# Matted hair



## Mcx (Mar 20, 2018)

Hello,
We use a harness on our puppy and just noticed his hair underneath his harness has become matted. I’d like to ask for any tips on how to detangle my puppy’s matted hair. If we bring him to the groomer they’ll just probably shave all his hair and I don’t want that to happen as much as possible. Any help would be appreciated. Thank you!


----------



## sherry (Jan 4, 2013)

It's not easy! It takes a wood brush and then a flea comb to totally get the matts out. And they need combed daily. I just got back from vacation and gave instructions, but got back to my girl being very matted. It is a daily thing. You cannot miss a day.


----------



## Aviannah's Mom (Apr 28, 2017)

I agree with Sherry that brushing and combing is needed daily if at all possible! :thumbsup: I do however :blush: let Aviannah have one day off a week from grooming, I think all girls need a pj-no makeup-messy hair day or a non-groom day! :w00t: I use a pin brush, wooden brush and a comb and groom with a leave conditioner sprayed onto the brush. I only put a harness on her though when I have to since she has long hair. :thumbsup:


----------



## wkomorow (Aug 26, 2011)

I also comb and brush every day. I also have an inexpensive tiny battery clipper to cut out any mats.


----------



## edelweiss (Apr 23, 2010)

There is a product called "Cowboy Magic" that contains silicone (I would not use it on a daily basis) which can be rubbed gently into a mat---working from the skin side out--gently, oh so gently, part each hair w/a wide tooth metal comb & work it out completely. If the hair is very matted this would greatly stress your pup so the best thing is to get a shave & start over! As others have said, come from the skin holding w/one hand & combing out w/the other. Importance is daily grooming esp.with the baby coat---it will get better later, but this is the cost of having a long haired pup. My dogs are 8 & 6 1/2 & they hardly ever have a mat---when only a very small one. I do keep the body & legs in a short cut & w/Lisi her's is short all over. Kitzi has long ears & tail & a longer top-knot---it is what works for us. You will have to decide what investment you want to make & stick w/the schedule---the same w/teeth brushing. 
I would recommend you invest in a great, medium bristle brush (maybe Chris C or Madden). Personally I do not brush much---mostly use a set of metal combs in 3 sizes. I did use a brush when I showed my Bitzi yrs. ago, but for me the combs are best for our present needs. 
When you brush be aware of any fleas, or ticks. Personally I use an essential oil spray which I make myself & do not have an issue w/fleas or ticks. I also use sentinel which does not kill the adult flea (which we don't have) but kills the eggs.
Good luck & let us know how it goes.


----------



## Maglily (Feb 3, 2009)

A point too is that if the puppy is struggling while you brush etc, just try it for 10 mins or so, or less. Short stints of it is a good way to get used to brushing, grooming. Dont' struggle with him for half an hour do what you can in a few minutes at a time and work up to longer periods. Better yet try grooming when he is tired rather than wide awake and ready for play.


----------



## unicorn1098 (Oct 3, 2017)

Oh no, I feel your pain! I once bought my long beautiful Cavalier “Christmas Jammies” that we’re very thin and let her wear them for two days. When I took them off... omg the horror! Her entire chest was one giant mat! It wasn’t ideal but I was able to gently using a fur-minator regular and de-matting brush to gently work out the mats over the course of a few days. She lost a lot of hair but it was better than shaving her completely. 
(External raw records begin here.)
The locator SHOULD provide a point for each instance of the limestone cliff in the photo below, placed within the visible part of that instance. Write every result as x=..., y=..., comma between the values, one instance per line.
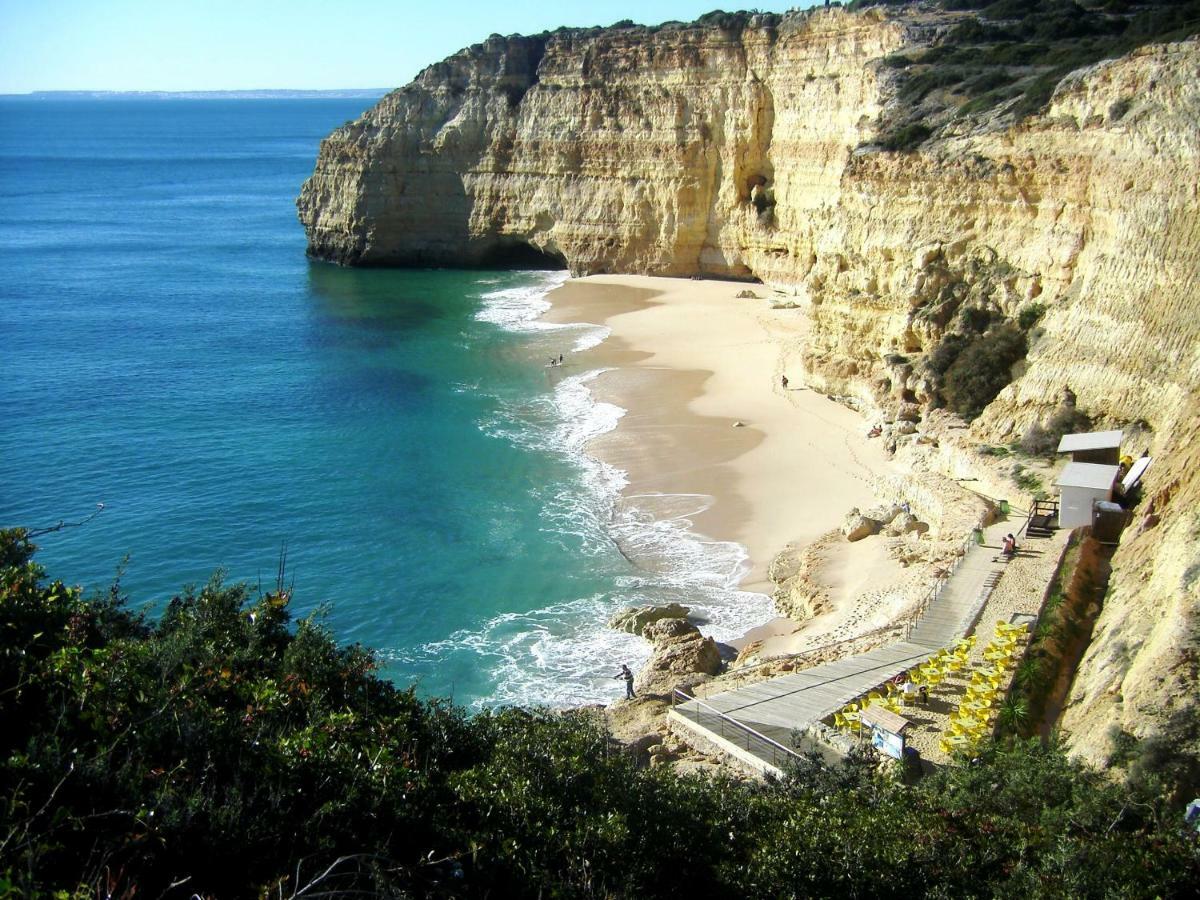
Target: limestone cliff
x=750, y=150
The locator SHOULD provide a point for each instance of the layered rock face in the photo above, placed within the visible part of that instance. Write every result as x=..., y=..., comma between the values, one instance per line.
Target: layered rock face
x=617, y=150
x=747, y=153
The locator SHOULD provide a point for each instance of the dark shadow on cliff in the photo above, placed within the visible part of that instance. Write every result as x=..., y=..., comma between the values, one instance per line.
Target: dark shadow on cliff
x=516, y=253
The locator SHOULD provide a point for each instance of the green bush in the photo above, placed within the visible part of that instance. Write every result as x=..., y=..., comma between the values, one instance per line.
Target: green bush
x=229, y=751
x=975, y=378
x=1030, y=316
x=1043, y=439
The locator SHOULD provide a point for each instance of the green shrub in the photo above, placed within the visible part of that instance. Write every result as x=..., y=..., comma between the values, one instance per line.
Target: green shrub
x=1043, y=439
x=906, y=138
x=1030, y=316
x=946, y=353
x=975, y=319
x=975, y=378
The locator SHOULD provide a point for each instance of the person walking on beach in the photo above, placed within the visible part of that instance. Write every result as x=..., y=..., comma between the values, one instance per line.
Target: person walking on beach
x=629, y=681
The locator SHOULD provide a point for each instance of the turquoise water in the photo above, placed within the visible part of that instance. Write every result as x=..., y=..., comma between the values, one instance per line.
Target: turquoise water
x=169, y=351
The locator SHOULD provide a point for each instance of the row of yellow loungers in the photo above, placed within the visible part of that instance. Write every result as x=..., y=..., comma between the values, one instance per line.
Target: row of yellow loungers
x=976, y=714
x=929, y=673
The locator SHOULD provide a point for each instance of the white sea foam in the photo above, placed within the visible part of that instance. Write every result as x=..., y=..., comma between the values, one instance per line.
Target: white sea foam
x=564, y=654
x=521, y=309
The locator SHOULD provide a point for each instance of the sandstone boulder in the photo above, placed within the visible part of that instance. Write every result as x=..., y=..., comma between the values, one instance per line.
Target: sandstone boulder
x=906, y=523
x=635, y=618
x=857, y=526
x=676, y=660
x=885, y=513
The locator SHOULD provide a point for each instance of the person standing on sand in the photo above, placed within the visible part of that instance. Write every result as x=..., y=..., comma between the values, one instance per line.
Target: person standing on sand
x=629, y=681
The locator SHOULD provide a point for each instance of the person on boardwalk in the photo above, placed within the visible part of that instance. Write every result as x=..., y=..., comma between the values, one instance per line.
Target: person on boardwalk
x=629, y=681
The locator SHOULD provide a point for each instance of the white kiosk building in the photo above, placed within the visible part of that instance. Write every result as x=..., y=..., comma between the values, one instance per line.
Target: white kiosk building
x=1080, y=485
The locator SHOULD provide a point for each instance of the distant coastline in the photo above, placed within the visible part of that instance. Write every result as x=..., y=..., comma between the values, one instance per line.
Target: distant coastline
x=342, y=94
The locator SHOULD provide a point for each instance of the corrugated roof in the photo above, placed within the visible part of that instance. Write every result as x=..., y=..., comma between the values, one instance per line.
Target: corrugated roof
x=1087, y=474
x=1090, y=441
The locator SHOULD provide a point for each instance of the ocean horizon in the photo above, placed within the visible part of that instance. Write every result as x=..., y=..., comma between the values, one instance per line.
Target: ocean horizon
x=396, y=433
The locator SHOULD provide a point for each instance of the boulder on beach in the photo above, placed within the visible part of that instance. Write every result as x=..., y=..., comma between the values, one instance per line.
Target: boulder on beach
x=676, y=660
x=634, y=619
x=857, y=526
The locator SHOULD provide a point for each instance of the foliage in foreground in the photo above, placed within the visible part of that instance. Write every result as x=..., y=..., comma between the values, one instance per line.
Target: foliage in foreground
x=227, y=751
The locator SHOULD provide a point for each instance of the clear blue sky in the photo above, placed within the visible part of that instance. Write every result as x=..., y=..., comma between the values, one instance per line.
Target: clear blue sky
x=229, y=45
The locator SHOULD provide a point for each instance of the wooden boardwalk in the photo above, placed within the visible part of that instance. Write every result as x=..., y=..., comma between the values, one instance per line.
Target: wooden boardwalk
x=779, y=706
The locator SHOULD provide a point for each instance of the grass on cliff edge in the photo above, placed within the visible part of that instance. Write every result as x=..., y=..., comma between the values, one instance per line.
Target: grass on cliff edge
x=1015, y=53
x=226, y=750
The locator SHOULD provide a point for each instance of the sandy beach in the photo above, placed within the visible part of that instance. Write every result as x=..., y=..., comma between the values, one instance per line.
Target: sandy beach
x=700, y=372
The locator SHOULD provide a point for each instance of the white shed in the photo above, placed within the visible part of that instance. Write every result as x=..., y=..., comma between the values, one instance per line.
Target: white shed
x=1079, y=486
x=1099, y=447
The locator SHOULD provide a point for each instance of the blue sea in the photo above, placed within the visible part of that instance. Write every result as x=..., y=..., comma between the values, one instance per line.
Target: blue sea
x=168, y=351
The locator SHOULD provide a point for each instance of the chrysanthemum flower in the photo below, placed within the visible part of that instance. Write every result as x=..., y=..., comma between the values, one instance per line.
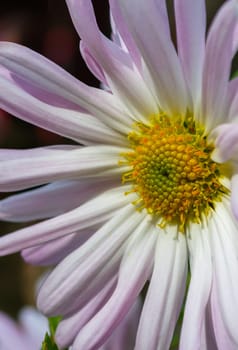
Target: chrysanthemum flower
x=152, y=190
x=27, y=334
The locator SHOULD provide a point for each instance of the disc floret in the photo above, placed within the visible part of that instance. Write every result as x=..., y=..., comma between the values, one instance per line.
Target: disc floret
x=172, y=171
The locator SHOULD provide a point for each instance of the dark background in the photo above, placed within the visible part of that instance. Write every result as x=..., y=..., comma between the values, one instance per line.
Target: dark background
x=44, y=26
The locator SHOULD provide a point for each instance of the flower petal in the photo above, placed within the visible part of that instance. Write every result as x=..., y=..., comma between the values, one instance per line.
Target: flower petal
x=63, y=288
x=222, y=43
x=226, y=142
x=199, y=287
x=146, y=22
x=36, y=71
x=51, y=200
x=93, y=212
x=165, y=294
x=17, y=174
x=134, y=271
x=124, y=81
x=69, y=327
x=191, y=27
x=223, y=231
Best of luck!!! The matting can be absolutely no fun...


----------



## lydiatug (Feb 21, 2012)

I brush at night on my lap during TV time...yes every night is a must. She sleeps and I relax, a win win 

A Madden med bristle brush, buttercomb, and Chris Christensen Ice on Ice. Working any knots out with my fingers before combing. I keep Georgie's legs long, but have her torso short, which really helps with matting from clothing and harnesses


----------



## Mcx (Mar 20, 2018)

Thank you so much for all the helpful recommendations! Appreciate it so much!


----------



## Kilo (Mar 5, 2019)

If the mattes are pretty small but difficult i will just cut them out with scissors. He has another fluff to where its usually not very noticeable. I could cut about five spots out and you wouldn't really be able to tell a difference. Hes definitely no show dog though.


----------